The print version last week, of course, was a recycled version of something first appearing in this space, a depressed/depressing assessment of the undeniable fact that no matter what happens in Iraq, whether the “surge” is actually working or not, we are going to keep on surging, we are going to stay the course, regardless.
Oh, and that report from Gen. Petraeus? It’s scheduled for - wait for it - Sept. 11.
Glenn Greenwald, in the midst of a blogwar with Gideon Rose, eventually gets around to exactly why this will be the case:
The Foreign Policy Community — a term which excludes those in primarily academic positions — is not some apolitical pool of dispassionate experts examining objective evidence and engaging in academic debates. Rather, it is a highly ideological and politicized establishment, and its dominant bipartisan ideology is defined by extreme hawkishness, the casual use of military force as a foreign policy tool, the belief that war is justified not only in self-defense but for any “good result,” and most of all, the view that the U.S. is inherently good and therefore ought to rule the world through superior military force. …
Whatever else is true, the U.S. — over the last six years — commenced and continues to wage the most disastrous (and possibly most unjust) war in its history and has adopted policies that have fundamentally eroded our national character and violated everything we claimed to have stood for. As a matter of undeniable, empirical fact, our standing in the world has completely collapsed. Our vaunted Foreign Policy establishment has voiced little resistance to any of this and offered much support, indispensable support, and continues to do so. It has learned nothing. Its orthodoxies are the same, its leaders unchanged, and virtually nothing has been re-evaluated.
A refusal, in other words, to learn from recent history.
It was suggested to me after last week’s recycled bit that I sometimes get ahead of myself and might do better to explain the terminology more thoroughly. Case in point would be my use of the term “American exceptionalism” to describe the popular attitude about our country.
In a nutshell, and in particular as it pertains to this war, Greenwald defines it for me:
the belief that war is justified not only in self-defense but for any “good result,” and most of all, the view that the U.S. is inherently good and therefore ought to rule the world through superior military force.

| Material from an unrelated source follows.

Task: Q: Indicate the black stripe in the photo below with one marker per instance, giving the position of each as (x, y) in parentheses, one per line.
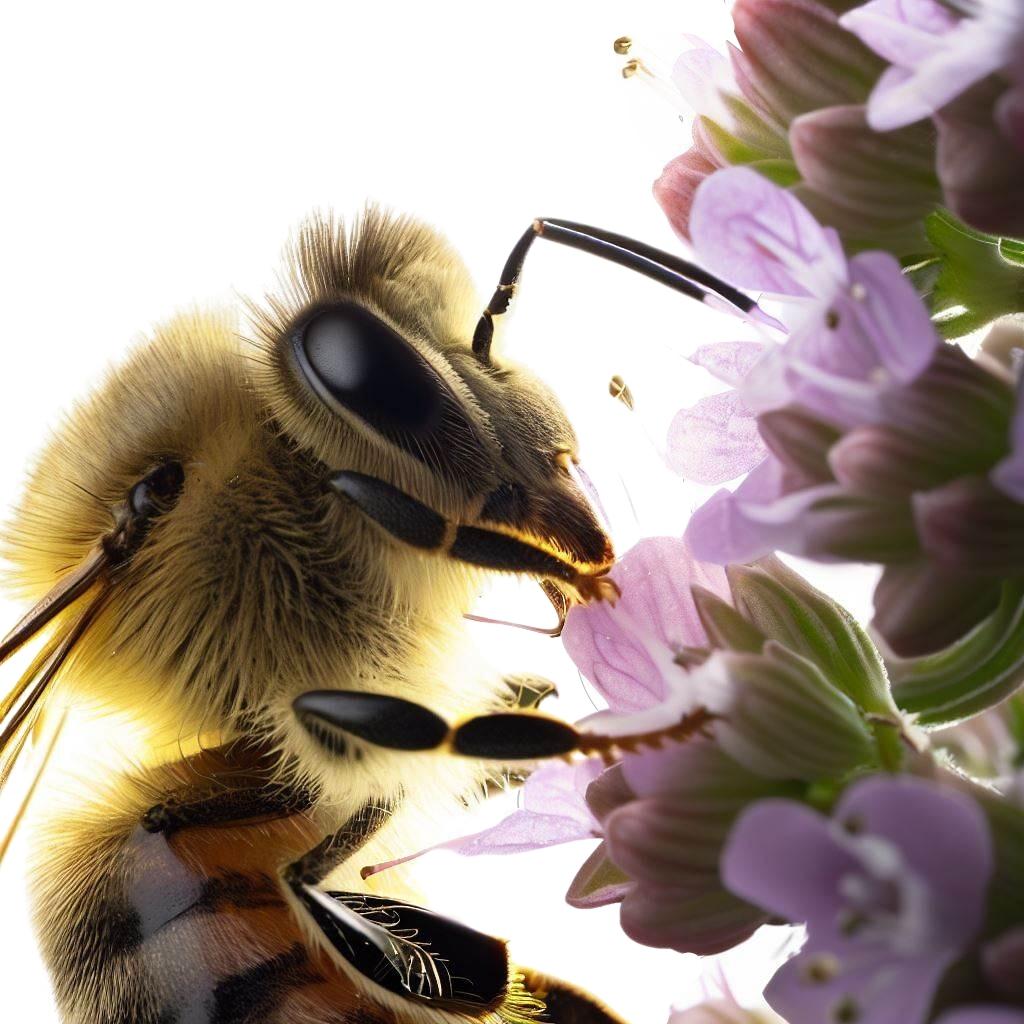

Now, the public on the whole may not go that far. There certainly is a belief in our inherent goodness; that the United States is the most virtuous and benign nation ever to grace the planet. That does not necessarily always lead to war-mongering; but as Greenwald argues, amongst those who are piloting this ship, it often does.

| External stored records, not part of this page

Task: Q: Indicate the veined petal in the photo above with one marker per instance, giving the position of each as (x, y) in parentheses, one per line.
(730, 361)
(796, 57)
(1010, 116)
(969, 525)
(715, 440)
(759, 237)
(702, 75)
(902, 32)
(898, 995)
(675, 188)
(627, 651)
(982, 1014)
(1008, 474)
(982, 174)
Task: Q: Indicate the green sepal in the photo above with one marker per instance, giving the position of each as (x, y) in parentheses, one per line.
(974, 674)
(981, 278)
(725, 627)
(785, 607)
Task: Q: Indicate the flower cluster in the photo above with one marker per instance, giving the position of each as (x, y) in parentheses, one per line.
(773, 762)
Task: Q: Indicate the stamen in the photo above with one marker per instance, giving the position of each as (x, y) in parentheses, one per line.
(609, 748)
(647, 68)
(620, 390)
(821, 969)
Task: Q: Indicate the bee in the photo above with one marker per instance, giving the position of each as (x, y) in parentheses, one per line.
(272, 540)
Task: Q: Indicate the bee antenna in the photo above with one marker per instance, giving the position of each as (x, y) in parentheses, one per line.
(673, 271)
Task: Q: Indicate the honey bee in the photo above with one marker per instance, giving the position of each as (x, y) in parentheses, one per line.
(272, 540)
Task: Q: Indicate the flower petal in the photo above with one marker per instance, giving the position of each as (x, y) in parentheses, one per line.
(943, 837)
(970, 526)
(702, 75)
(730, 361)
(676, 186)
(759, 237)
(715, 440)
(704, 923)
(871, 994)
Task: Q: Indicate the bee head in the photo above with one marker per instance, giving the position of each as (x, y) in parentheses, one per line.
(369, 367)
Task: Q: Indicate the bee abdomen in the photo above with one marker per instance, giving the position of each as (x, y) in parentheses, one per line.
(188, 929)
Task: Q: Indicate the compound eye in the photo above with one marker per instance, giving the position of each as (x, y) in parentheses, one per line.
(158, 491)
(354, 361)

For if you believe that our position in the world is not due to our geographic isolation (making us one of the few developed countries to be relatively unscathed in a physical sense by World War II), if you believe that we are atop the global trash heap because we deserve to be because we’re so wonderful - and if you believe it is beneficial not just to those in the United States but beneficial to all mankind for us to remain there - then you must support an always-hawkish worldview. Whatever has happened in the four years since we invaded Iraq, you cannot take any lessons from it - because those lessons would run counter to that which you believe. That we can remake the world in our image via our will and indomidable military force. That everyone on the planet is yearning for the very type of democracy we have; and that it is our evangelic mission to bestow it upon them.
That Pax Americana is so necessary, so good, that we must pursue it, for there is no other viable option.
There are, of course - but to suggest so is to be deemed traitorious by the far right and “unserious” by those who consider themselves “moderates.”
And so we stay the course. And so we will ultimately engage Iran militarily no matter how the “surge” is working, for that is where this course leads. It can only lead there. For it to lead somewhere else would require a rethinking at the macro level; it requires a reassessment of our core belief in our own exceptionalism, it requires the American public and its foreign policy agenda-setters to say, You know what? Maybe we don’t have a right “to run around using military force against other countries whenever we perceive that our vaguely defined “national interests” are served by doing so.”
And that is simply something that is not going to happen. A sort of national humility will never merely be adopted; it can only be instilled. And it may yet be as a result of our ill-thought-out decision to rip the lid off the Mideast Pandora’s Box.